Addressing a press conference here on Tuesday, Hussain said huge reserves of shale gas had been discovered in the US, “therefore, we are considering investing in a shale gas field to ensure gas supply to Pakistan.”
Discussing Pakistan Petroleum Limited’s (PPL) interest in Iraq, he stressed that the company would explore oil and gas reserves there as the Iraqi cabinet had approved the award of a block to PPL, which it had won in bidding.
“The government is also looking for exploration activities in Afghanistan, Morocco and the US,” he said.
Hussain said the government had planned to add one billion cubic feet of gas per day (bcfd) from local sources by the fourth quarter of next year.
In addition to this, the petroleum ministry has sent a summary to the Economic Coordination Committee (ECC) of the cabinet, proposing import of 1 bcfd of liquefied natural gas (LNG). In this programme, 200 mmcfd of LNG will be imported on fast track and 800 mmcfd will be purchased under long-term arrangements.
Acknowledging that winter this year would be tough in terms of gas shortfall, Hussain stressed that the shortage would be manageable through implementing a load management programme.
He claimed that the gas shortfall would come to an end in two years as the government was making all possible efforts to overcome the crisis.
Following the approval of Petroleum Policy 2012, he said, gas exploration and production companies had accelerated their activities. ENI has discovered reserves of 300 to 400 billion cubic feet and 30 mmcfd will flow every day from this point.
Hussain said the government had cancelled licences of four blocks, which were not performing well and exploration work there was poor. On the other hand, 52 blocks have been auctioned in the last four years.
The Oil and Gas Development Company (OGDC) will explore 36 wells in a year and oil production is expected to increase to 100,000 barrels per day by April next year.
In order to highlight incentives in the new policy and attract investment in oil and gas exploration, the government has planned to conduct road shows in different places including Dubai, London and Houston.

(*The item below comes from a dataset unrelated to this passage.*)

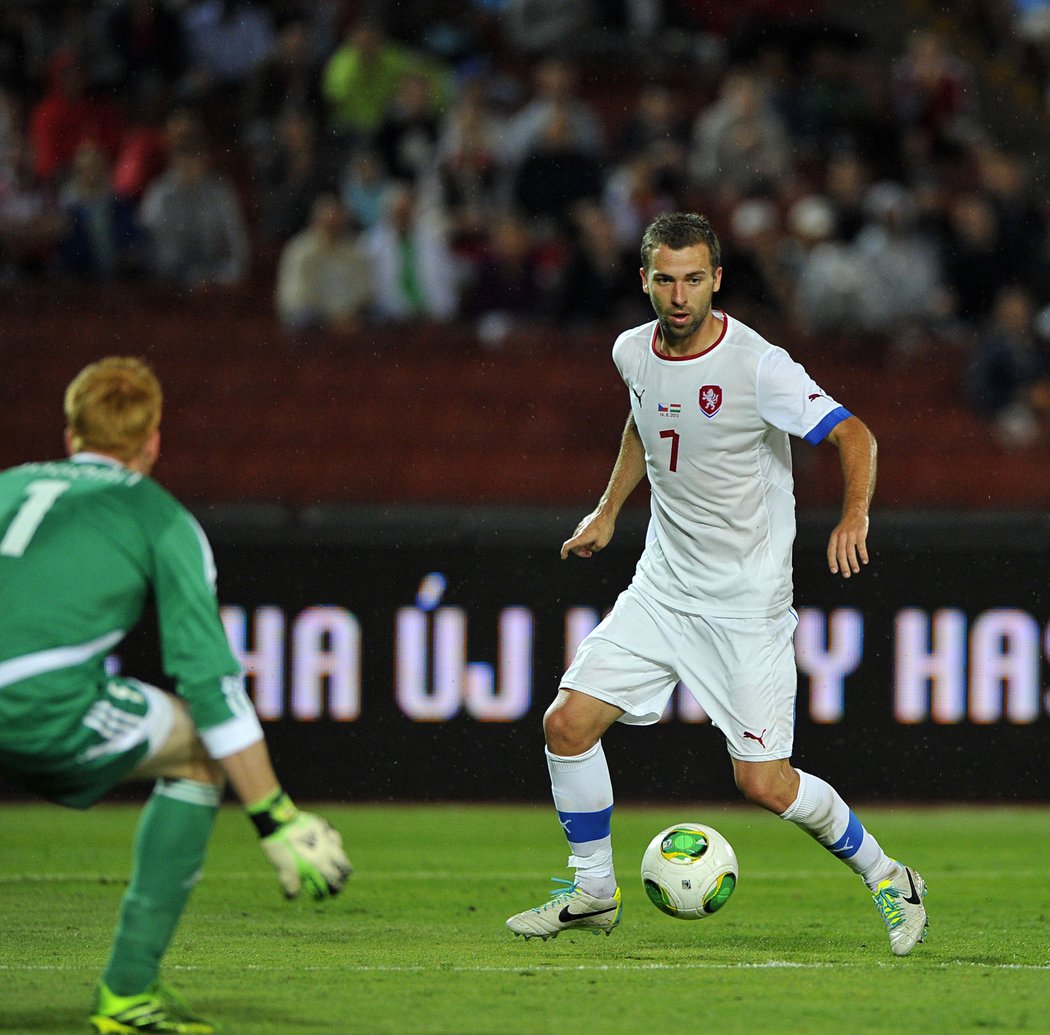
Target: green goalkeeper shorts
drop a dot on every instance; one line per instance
(76, 756)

Talking about Turkmenistan-Afghanistan-Pakistan-India (TAPI) gas pipeline project, Hussain said negotiations were going on and soon things would be settled.

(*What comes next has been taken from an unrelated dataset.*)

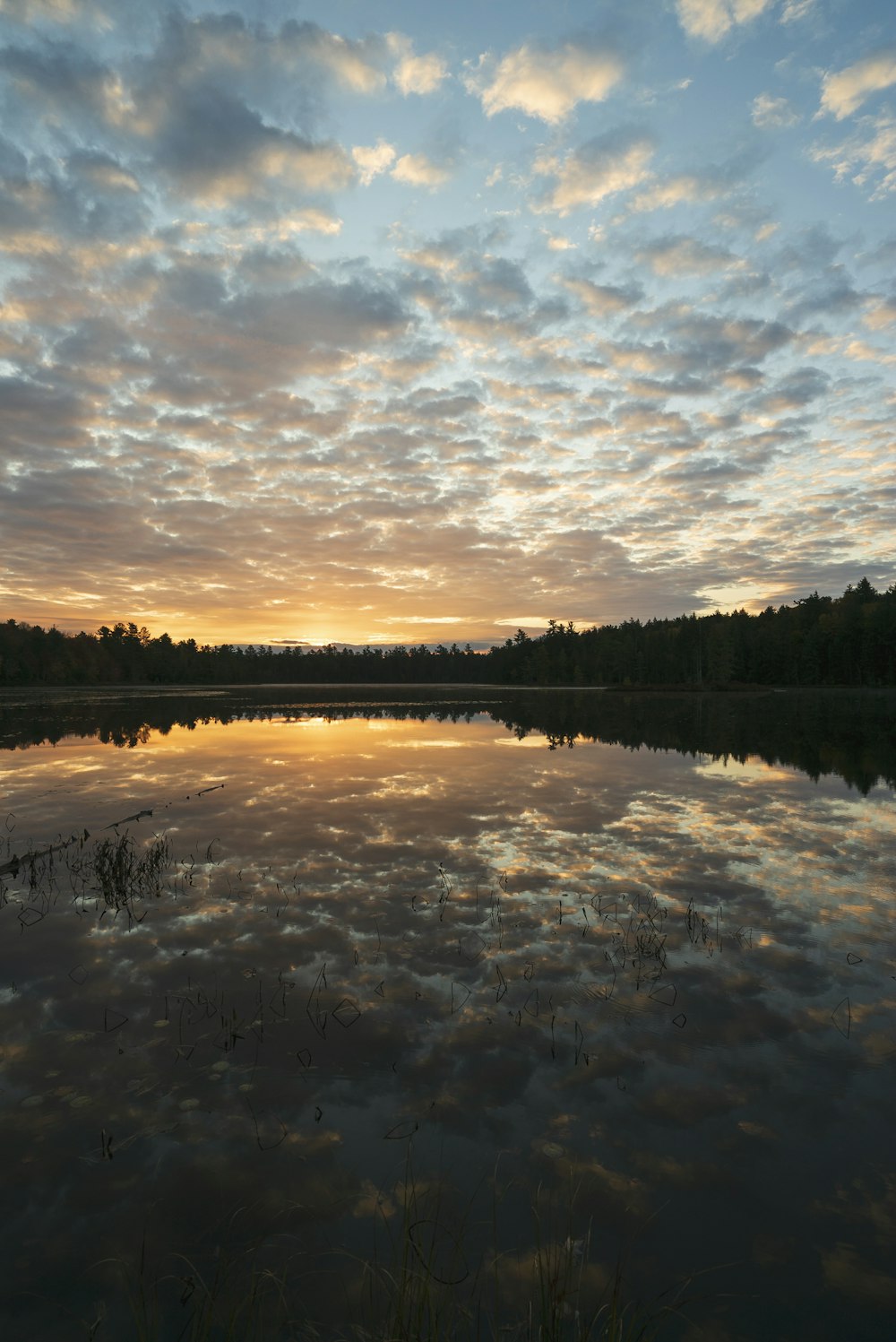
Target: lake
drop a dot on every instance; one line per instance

He also said Pakistan State Oil (PSO) would set up an oil refinery in Khyber-Pakhtunkhwa.
PML-N proposal rejected
Hussain rejected a suggestion from the Pakistan Muslim League-Nawaz (PML-N) that oil prices should be revised once in a month in order
to provide relief to the consumers, terming it an attempt “to put Pakistan into darkness”.
Leader of Opposition in the National Assembly Chaudhry Nisar Ali Khan of PML-N had stated in the house that they would move a resolution for replacing the current weekly review of oil prices with a monthly review.
However, Hussain declared that the government would not change the current mechanism, arguing all over the world fuel prices were revised every day.
Published in The Express Tribune, October 3rd, 2012.